The movie begins with the most absurd narration this side of the Ed Wood, Jr. fence, with some nonsense about one blue mountain and then another, and another. I did not realize until the end of this 67-minute atrocity that it is the reporter's narration, not the Count (the voices seem have to be done by the same actor). None of the clearly post-dubbed lines of dialogue match anything the characters say (apparently the recorded sound was so horrendous, it needed to be redubbed). So the filmmakers change the whole tone into a comedy (though the appearance of the Count is so ludicrous, it could only pass for comedy). Unfortunately, the movie has several sex scenes and one with the Jackelmann that is so disturbing and drags on for far too long (let's say it is narcoleptic) that it uses humor to make us forget the vile act itself (it doesn't work). And watching Dracula lick his lips with eye-rolling delight becomes tedious.

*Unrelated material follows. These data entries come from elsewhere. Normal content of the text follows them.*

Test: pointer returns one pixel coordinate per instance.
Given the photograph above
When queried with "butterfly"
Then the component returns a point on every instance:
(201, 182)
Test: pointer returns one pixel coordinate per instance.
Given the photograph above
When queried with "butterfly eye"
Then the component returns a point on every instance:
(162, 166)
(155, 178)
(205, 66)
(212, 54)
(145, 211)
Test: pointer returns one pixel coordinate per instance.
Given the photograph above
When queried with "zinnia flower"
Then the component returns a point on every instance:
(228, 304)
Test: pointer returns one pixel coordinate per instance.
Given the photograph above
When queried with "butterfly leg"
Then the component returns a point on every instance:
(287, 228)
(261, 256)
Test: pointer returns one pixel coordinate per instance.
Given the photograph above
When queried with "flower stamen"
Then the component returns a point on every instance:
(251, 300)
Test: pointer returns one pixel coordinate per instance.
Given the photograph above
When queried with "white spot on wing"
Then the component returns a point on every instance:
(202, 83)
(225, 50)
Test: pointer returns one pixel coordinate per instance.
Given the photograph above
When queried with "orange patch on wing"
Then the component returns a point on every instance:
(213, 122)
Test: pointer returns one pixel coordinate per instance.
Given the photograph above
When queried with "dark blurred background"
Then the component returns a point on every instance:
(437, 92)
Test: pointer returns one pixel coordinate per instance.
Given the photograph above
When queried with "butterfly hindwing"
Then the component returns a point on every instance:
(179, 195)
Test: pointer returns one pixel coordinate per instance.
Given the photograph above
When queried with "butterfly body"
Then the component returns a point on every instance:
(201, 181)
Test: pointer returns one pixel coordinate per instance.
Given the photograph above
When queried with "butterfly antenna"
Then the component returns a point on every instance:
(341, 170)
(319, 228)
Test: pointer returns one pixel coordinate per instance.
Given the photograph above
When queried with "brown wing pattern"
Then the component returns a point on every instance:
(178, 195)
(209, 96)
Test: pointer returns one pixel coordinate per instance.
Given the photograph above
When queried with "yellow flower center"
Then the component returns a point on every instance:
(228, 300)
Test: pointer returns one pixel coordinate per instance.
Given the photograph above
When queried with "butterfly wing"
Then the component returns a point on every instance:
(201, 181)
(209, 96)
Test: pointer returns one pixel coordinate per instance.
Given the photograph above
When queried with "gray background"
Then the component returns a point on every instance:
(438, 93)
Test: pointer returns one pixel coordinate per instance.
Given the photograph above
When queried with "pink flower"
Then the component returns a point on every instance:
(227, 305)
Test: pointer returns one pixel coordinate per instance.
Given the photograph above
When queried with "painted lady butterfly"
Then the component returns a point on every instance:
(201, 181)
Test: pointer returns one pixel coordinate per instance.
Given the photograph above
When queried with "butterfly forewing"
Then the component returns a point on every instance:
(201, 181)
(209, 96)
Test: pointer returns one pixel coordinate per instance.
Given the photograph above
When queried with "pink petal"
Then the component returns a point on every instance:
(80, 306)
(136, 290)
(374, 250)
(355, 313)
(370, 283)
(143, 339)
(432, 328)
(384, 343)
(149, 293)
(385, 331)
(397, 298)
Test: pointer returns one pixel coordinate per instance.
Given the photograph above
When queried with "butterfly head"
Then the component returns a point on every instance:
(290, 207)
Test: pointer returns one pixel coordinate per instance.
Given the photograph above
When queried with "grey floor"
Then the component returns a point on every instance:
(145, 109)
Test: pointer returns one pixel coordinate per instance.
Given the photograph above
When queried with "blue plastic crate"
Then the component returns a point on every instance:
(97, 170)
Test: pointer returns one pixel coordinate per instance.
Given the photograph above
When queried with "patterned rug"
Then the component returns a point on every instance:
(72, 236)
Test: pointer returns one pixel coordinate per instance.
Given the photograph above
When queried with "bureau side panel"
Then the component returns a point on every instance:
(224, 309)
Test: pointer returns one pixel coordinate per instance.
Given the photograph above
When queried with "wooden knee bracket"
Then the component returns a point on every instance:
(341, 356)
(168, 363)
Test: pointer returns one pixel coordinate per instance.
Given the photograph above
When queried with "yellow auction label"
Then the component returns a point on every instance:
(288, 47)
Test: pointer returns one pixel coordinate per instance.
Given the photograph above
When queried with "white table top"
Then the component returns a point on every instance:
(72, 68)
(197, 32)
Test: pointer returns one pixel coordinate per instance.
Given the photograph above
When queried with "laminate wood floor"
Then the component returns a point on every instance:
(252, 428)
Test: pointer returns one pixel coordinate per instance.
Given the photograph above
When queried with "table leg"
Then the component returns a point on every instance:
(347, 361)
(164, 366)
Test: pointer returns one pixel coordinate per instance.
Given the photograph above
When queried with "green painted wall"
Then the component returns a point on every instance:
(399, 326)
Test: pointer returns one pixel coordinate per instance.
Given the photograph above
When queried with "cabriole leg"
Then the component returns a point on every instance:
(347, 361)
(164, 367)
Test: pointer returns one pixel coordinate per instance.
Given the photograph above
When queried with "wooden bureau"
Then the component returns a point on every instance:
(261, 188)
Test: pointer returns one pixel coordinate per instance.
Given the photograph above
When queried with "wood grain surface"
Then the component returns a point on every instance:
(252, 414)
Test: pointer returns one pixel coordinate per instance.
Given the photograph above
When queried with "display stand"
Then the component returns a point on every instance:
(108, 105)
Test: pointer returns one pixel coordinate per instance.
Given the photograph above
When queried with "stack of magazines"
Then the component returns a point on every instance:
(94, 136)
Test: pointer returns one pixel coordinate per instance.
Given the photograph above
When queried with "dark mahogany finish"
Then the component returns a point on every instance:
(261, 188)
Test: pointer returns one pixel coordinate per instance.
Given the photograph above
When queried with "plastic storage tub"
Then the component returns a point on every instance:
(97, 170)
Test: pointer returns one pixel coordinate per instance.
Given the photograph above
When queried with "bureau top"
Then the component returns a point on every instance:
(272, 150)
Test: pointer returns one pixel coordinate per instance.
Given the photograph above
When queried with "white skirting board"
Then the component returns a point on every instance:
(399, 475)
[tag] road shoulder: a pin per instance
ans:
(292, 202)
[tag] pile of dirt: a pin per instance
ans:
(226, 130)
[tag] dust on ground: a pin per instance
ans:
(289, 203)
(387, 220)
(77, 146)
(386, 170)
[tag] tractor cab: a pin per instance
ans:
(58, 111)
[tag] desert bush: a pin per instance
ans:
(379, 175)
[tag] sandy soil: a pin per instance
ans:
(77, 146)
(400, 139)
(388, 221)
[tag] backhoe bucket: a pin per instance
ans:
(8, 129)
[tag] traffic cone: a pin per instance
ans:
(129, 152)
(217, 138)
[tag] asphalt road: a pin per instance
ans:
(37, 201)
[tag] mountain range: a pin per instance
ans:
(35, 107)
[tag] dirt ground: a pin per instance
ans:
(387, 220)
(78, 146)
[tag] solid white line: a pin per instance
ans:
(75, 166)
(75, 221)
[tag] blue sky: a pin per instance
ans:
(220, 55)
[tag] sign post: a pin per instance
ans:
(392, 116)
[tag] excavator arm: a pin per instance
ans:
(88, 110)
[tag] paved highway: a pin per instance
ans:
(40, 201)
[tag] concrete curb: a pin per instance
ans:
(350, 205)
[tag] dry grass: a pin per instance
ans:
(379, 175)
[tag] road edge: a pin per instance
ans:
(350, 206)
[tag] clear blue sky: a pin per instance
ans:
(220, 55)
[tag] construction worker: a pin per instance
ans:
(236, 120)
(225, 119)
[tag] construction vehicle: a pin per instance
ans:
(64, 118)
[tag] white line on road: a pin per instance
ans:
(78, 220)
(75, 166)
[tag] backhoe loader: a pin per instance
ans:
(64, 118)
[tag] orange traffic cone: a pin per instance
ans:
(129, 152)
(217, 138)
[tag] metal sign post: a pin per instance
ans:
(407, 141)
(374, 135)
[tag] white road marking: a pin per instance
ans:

"Dracula the Dirty Old Man" had been rescued from obscurity by the Something Weird video label. If it had not been for them, the movie would have been forgotten and placed in a trash disposal somewhere. As it stands, there are worse skinflicks and you might get a couple of chuckles out of it but there is superior fare that needs to be rescued from obscurity.
Footnote: according to imdb, this 1969 flick is listed as the last credit for the film director and cast.